Interest Rates And The Stock Market: Explain It Like I’m 5
Knowing Interest Rates for investing is key. we will break down the relationship in this post
“If you can't explain it to a six year old, you don't understand it yourself.”
-Albert Einstein
When interest rates go up, this puts pressure on stock prices to go down, and visa versa. Interest also tend to affect some types of stocks more than others (i.e. when interest rates go up, some types of stocks will go down more than others, and visa versa).
Now let’s talk about why this is with a (we hope) simple analogy.
The Simple Explanation
Let’s say you have two amazing daughters, one is five and the other is 17. You and your husband each drive them to soccer practice every day in the afternoons after school (in different locations).
Your 5 year old recently started but your think she could be really talented one day (she is already showing some serious skills). Her older sister is already established and close to potentially getting that college scholarship.
In this scenario, think of each of them (just their soccer ability, of course) as two stocks you have invested in for the future in the hopes that they may earn a college scholarship one day.
Regarding their soccer potential, your eldest daughter would be your more “mature stock” as you have a better idea of her ability (since she is older and already close to a scholarship). Your 5 year old would be your “growth stock” as her future potential is much less certain at this point (but as noted she is showing some serious early skills and potential).
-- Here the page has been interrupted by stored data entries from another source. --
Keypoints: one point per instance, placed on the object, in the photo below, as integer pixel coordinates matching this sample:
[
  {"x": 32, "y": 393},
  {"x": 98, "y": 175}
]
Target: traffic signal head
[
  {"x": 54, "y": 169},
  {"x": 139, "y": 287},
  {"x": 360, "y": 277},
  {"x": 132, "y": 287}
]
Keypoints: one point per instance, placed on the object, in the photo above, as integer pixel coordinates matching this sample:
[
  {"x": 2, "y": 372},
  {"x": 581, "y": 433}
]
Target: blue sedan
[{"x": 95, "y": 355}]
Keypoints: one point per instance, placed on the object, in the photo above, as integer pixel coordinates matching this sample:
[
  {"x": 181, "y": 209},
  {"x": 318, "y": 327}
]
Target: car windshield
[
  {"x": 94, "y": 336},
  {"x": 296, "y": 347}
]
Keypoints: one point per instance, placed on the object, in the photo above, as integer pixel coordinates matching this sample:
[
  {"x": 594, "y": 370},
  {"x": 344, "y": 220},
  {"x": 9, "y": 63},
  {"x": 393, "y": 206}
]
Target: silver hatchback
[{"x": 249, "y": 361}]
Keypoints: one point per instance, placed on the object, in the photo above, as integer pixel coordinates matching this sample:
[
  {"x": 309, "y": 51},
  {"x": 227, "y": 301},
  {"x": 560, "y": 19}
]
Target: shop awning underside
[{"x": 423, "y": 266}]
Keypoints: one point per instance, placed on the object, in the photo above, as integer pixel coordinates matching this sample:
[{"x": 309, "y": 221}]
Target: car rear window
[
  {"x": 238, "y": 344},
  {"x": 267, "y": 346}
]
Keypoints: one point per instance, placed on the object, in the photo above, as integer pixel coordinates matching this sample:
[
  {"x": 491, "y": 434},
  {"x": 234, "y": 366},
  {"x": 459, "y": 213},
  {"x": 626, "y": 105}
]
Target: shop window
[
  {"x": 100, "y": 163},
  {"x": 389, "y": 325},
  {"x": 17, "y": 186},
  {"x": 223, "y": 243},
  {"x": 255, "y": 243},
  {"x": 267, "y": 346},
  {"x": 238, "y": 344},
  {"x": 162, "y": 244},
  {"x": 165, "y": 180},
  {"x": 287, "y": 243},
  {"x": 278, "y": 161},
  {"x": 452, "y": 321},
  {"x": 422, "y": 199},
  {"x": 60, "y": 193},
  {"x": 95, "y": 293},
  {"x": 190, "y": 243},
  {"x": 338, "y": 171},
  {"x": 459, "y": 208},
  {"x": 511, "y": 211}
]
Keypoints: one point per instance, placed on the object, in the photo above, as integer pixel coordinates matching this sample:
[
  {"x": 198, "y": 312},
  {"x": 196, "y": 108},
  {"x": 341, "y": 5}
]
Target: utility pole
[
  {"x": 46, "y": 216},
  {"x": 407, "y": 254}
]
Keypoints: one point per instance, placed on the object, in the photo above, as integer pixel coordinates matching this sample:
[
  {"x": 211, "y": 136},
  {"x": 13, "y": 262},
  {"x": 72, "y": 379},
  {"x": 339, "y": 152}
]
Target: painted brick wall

Now lets say that gas prices suddenly spike higher. In this scenario, you can think of gas prices as interest rates.
If gas prices suddenly spike higher, it will put downward pressure on your family’s ability to drive both of them to practice everyday after school as it will be much more expensive. The reverse is also true if gas prices were to move a lot lower quickly.
That is exactly how interest rates work in their relationship to stocks.
Now lets take it a step further and talk about why some stocks are typically affected more than other stocks on this move higher in rates.
Tech stocks (a.k.a growth stocks) typically have a lot of future potential (think artificial intelligence), but a much less certain future picture today. More mature stocks (think Coca Cola), have a much more certain picture today but don’t have the growth profile that a tech stock does.
To illustrate this point further on future potential, we can bet that in 10 years you are more certain that Coca Cola will still be selling soda vs. your certainty level of what an artificial intelligence company will be doing in 10 years (???). When it comes to growth, we would also bet you might agree that the artificial intelligence industry will likely be growing faster and developed faster over the next 10 years than the soda industry.
As we noted above, when it comes to your family, your five year old’s soccer ability is your tech stock and your 17 year old’s ability is your Coca Cola stock as these same characteristics would apply to their respective soccer abilities.
When gas prices go a lot higher higher, since your five year old’s soccer future is much less certain (your 17 year old is much closer to getting that college scholarship), we would bet that if you are forced to choose, you would continue to “invest” in your 17 year old by driving her to practice and maybe let your 5 year old wait until next year.
And that is exactly how interest rates work on different types of stocks. When they go much higher, this creates uncertainty around the future leading more people to typically stick with what they know now and are more confident in right now (i.e. Coca Cola or your 17 year old’s soccer ability) over what has a lot of potential for the future (i.e. artificial intelligence or your 5 year old’s soccer ability).